Madison Theatre Guild
Sarah Whelan, Judy Kimball and Sarah Hoover in Madison Theatre Guild's Three Tall Women.
Edward Albee's Three Tall Women, which won the playwright his third Pulitzer Prize, is really a story of one tall woman -- a hateful, paranoid bigot made bearable, in the Madison Theatre Guild production, by Sarah Whelan's strong performance and the occasional comic moment. The character is based on Albee's mother, and after completing this review, I plan to send him a card expressing sympathy for his parental misfortune.
As the play opens, Whelan's elderly character, listed in the playbill only as "A," has one foot in the grave, but the other foot is still kicking. The character called B, played with sympathy by Judy Kimball, is A's caretaker, a 50-something woman with a caustic wit and enough spunk to serve back what A dishes out. The woman known as C (Sarah Hoover) is a 20-something sent on behalf of A's law firm to attend to a pile of neglected paperwork and bills.
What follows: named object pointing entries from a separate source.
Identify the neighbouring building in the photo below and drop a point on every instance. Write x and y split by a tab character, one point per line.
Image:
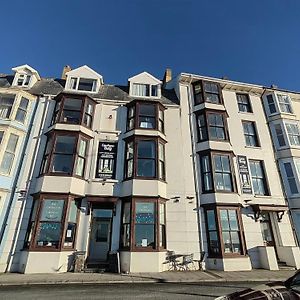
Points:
283	115
243	211
17	112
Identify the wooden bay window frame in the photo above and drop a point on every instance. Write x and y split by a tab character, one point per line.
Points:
203	126
77	155
219	231
159	160
85	112
36	220
209	169
134	116
159	225
202	93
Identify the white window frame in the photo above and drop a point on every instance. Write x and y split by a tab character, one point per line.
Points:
76	80
287	133
24	77
11	152
158	93
288	103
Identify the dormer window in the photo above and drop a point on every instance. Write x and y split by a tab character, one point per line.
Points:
83	84
23	80
144	90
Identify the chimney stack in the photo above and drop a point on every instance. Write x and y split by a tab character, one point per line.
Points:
66	69
167	76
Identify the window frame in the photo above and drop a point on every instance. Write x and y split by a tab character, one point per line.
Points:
204	93
57	117
243	104
264	178
135	140
135	106
48	158
9	108
36	220
251	135
217	208
157	239
206	127
212	172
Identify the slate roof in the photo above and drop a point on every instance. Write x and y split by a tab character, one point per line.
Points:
51	86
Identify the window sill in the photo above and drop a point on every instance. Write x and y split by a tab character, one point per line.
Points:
253	147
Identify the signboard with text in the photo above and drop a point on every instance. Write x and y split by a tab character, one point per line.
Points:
244	174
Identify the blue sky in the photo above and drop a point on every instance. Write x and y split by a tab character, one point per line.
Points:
255	41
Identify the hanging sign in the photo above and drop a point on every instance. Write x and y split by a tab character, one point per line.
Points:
244	174
107	158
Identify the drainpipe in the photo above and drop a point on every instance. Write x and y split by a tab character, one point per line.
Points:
29	177
196	181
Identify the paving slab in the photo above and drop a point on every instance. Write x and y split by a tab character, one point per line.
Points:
172	276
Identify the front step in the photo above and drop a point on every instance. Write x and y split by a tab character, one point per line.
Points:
283	266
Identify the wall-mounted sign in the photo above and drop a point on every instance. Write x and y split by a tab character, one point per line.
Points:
107	159
244	174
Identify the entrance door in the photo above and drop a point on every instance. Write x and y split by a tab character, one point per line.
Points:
100	235
266	230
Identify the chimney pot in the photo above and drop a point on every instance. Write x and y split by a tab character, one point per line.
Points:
66	69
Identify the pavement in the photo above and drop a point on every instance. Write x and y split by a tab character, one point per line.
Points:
258	275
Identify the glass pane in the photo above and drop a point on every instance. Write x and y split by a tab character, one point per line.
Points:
147	110
82	147
72	104
235	240
7	162
211	222
80	166
70	116
144	235
102	213
12	143
144	212
52	210
20	116
226	242
147	122
65	144
86	84
126	212
62	163
224	220
162	213
233	220
146	167
48	234
72	212
146	149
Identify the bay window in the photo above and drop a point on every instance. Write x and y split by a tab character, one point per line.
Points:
205	91
74	110
9	154
22	110
145	116
293	133
145	158
224	233
53	223
146	218
65	154
216	172
6	104
212	126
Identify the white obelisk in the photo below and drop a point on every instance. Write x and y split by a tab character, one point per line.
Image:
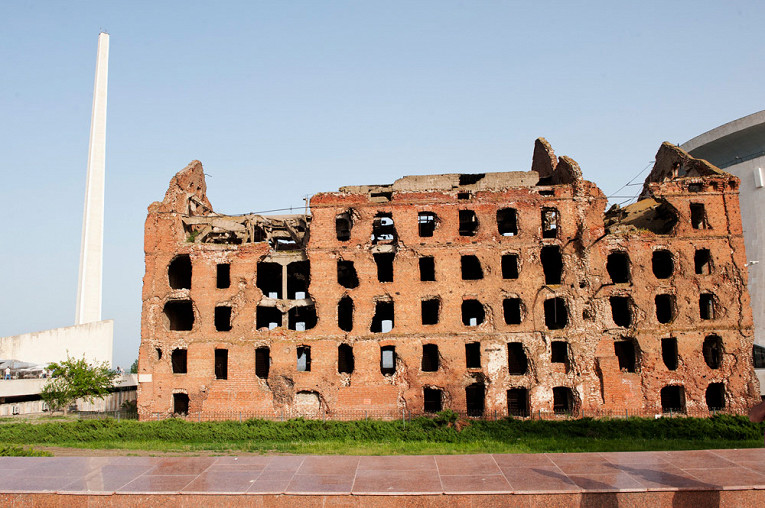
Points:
91	251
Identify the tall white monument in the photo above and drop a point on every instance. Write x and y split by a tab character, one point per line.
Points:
91	251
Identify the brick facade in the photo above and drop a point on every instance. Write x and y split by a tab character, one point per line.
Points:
503	291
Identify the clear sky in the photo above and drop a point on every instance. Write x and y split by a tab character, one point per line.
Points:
280	100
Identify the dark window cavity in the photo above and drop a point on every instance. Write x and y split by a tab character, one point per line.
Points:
345	361
517	362
513	310
665	308
345	314
429	357
346	274
178	361
179	315
426	223
702	260
621	310
223	276
669	353
432	400
473	313
269	279
388	360
383	321
475	396
618	267
221	364
510	266
556	313
384	262
427	268
262	362
430	309
473	355
468	223
662	264
471	268
268	317
507	222
179	272
552	264
550	223
713	351
518	402
304	358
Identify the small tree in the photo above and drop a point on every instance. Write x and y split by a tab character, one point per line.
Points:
74	379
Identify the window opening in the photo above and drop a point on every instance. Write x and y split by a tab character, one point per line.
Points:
223	276
662	264
556	313
179	315
180	404
223	318
621	310
268	317
549	223
269	279
552	264
301	318
665	308
699	216
383	320
298	278
475	395
618	267
625	353
473	355
707	306
426	223
346	274
713	351
262	362
669	353
388	360
345	362
468	223
304	358
473	313
384	262
513	310
345	314
563	400
510	266
507	221
429	357
715	396
178	361
221	364
673	399
432	400
427	268
471	268
179	272
517	362
518	402
703	261
343	226
430	310
383	229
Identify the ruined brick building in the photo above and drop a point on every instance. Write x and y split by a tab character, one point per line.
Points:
510	292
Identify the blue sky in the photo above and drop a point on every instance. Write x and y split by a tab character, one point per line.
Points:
280	100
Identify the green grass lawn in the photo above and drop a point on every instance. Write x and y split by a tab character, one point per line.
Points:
420	436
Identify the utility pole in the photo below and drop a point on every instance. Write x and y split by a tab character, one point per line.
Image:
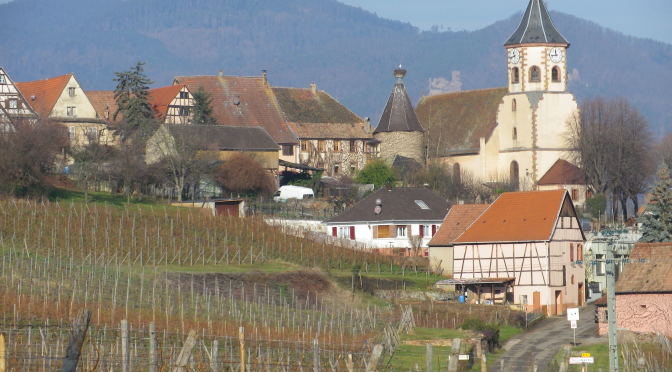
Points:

Act I is one unbroken scene, monopolized by the mostly nonsensical (and often offensive) rambling of A, and punctuated by several interludes of her nearly soiling herself. Whelan's performance is captivating, funny and heartbreaking. In less capable hands this scene would be unbearable.
Less enjoyable is Sarah Hoover's unsympathetic portrayal of C, the sanest character in the play and the least tolerable. C's relentless biting sarcasm feels unmotivated and tiresome, every line delivered with sass more befitting a high school freshman than the 26-year-old employee of a law firm.
Judy Kimball's B is a bright spot, caught between the depressing decline of A and the self-certainty of C. Her character is cynical and pugnacious, and she is the most relatable person on stage.
Act II is essentially a different play. The three women portray A at distinct stages of her life, and the intent is to illuminate how A became the unhappy person she is today. We see the slow unraveling of a too-proud woman, those seeds of unpleasantness planted long before she felt them growing in her heart. In many ways, Three Tall Women is a cautionary tale of what we can become when we let ignorance and hatred breed within us.
If Act I is a senile nonagenarian's tiresome tirade, Act II is a relentless lecture on the thesis "Life sucks and then you die." The older A and B gleefully inform C of the hell that awaits her as she ages, piling story upon story of pain, sickness and an utter absence of love.
"What about the happy times?" C asks desperately, crushed in the avalanche of her own toppling dreams. Unfortunately, there are none to be found.
Three Tall Women opened Friday at the Bartell Theatre and runs through Saturday, October 8.